While there is some evidence that cannabis-based medicine (CBM) could improve both motor and non-motor symptoms in Parkinson’s disease (PD)^13,14, the effectiveness of CBM in secondary parkinsonism as well as dystonia is unknown. Recently, Peball et al.¹⁵ reported the potential efficacy of nabilone for PD patients with disturbing non-motor symptoms, which appears to be driven by positive effects on anxious mood and night-time sleep problems. Moreover, a number of other open label studies and case reports demonstrated efficacy of CBM in treatment of movement disorders^16–18. Small randomized trials in Tourette syndrome confirmed efficacy of tetrahydrocannabinol (THC) for tic reduction^19,20. Therefore, CBM might be a useful therapeutic alternative for therapy resistant patients with movement disorders. However, systematic reviews and meta-analysis in this group of patients demonstrated conflicting results, due to methodological limitations of studies with CBM^21,22.
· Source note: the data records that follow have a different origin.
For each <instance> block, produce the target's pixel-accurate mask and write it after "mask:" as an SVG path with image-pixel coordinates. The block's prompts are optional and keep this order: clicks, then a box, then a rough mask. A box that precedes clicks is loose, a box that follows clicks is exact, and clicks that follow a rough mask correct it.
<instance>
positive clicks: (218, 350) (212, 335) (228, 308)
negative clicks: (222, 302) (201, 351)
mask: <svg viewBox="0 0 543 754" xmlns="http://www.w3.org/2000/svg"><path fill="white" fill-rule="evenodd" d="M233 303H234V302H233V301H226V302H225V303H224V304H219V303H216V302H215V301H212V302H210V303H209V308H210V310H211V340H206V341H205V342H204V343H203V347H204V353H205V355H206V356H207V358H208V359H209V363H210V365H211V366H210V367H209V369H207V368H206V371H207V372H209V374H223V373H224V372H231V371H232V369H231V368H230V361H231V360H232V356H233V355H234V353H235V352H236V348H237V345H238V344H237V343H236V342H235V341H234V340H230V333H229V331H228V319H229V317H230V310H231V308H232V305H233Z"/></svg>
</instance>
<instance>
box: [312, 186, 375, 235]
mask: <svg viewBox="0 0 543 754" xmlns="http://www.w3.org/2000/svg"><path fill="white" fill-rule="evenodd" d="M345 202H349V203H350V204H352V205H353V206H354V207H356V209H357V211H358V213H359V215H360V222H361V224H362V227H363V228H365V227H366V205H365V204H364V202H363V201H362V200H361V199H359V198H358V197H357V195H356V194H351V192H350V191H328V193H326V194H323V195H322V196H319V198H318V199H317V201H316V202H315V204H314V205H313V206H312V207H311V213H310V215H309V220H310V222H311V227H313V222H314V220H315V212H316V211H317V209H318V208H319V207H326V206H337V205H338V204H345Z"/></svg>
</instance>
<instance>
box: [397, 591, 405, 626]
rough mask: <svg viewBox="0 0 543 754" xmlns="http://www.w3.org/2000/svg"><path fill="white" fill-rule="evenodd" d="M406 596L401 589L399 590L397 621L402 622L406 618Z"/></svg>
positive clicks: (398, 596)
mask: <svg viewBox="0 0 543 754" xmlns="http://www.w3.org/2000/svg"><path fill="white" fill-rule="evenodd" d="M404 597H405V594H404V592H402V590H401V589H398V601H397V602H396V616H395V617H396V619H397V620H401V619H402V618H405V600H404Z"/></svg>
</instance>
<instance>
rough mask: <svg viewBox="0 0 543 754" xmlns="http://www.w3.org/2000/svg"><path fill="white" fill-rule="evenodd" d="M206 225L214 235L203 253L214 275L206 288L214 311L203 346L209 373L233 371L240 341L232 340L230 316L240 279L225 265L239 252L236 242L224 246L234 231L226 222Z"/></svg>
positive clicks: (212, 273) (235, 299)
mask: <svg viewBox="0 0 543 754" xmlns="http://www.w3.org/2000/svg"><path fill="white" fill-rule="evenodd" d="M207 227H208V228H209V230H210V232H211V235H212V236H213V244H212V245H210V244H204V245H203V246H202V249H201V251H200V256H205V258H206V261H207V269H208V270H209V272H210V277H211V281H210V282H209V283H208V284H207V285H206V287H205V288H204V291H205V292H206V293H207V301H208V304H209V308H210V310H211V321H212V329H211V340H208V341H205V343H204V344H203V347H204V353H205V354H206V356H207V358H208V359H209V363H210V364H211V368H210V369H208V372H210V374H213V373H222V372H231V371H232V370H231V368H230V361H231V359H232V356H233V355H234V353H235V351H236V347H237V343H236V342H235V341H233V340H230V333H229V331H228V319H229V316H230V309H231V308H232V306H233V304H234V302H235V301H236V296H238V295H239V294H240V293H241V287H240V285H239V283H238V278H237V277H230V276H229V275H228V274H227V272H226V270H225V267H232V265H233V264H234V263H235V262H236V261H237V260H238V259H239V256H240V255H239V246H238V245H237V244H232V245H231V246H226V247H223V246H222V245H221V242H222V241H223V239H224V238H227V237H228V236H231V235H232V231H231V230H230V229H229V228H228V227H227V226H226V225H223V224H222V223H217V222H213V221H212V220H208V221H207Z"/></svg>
In the case of our patient, his condition improved only subjectively, but this was not confirmed with objective neurological testing. Moreover, the use of cannabinoids in this case is controversial as the patient had a positive medical history for cannabis misuse. Additionally, long-term effectiveness should also be investigated with accuracy. Potential psychotic effects could be dangerous, therefore the dosage in our patient was slowly increased. Nevertheless, safety profile of CBM in movement disorders reported in previous studies was favorable, with the most common side effects being sedation, dizziness and sensation of “being high”^21,22. Also, no baseline assessments, prior to dronabinol administration, were available. Finally, almost all previous reports regarding the application of CBM in movement disorders were limited to primary and not secondary disorders. As mentioned in the introduction, the pathophysiology of both disorders is totally different. In case of our patient the suspected mechanism is suspected to be vasospasm provoked by drug abuse that, in turn, provoked ischemia and, finally, abnormal pattern of movements. Results of international randomized, double-blind controlled trials with CBM in PD might offer more scientific rationales for discussion of potential usefulness of CBM in other movement disorders.

Data availability

All data underlying the results are available as part of the article and no additional source data are required.

Consent

Written informed consent for publication of their clinical details and clinical images was obtained from the patient.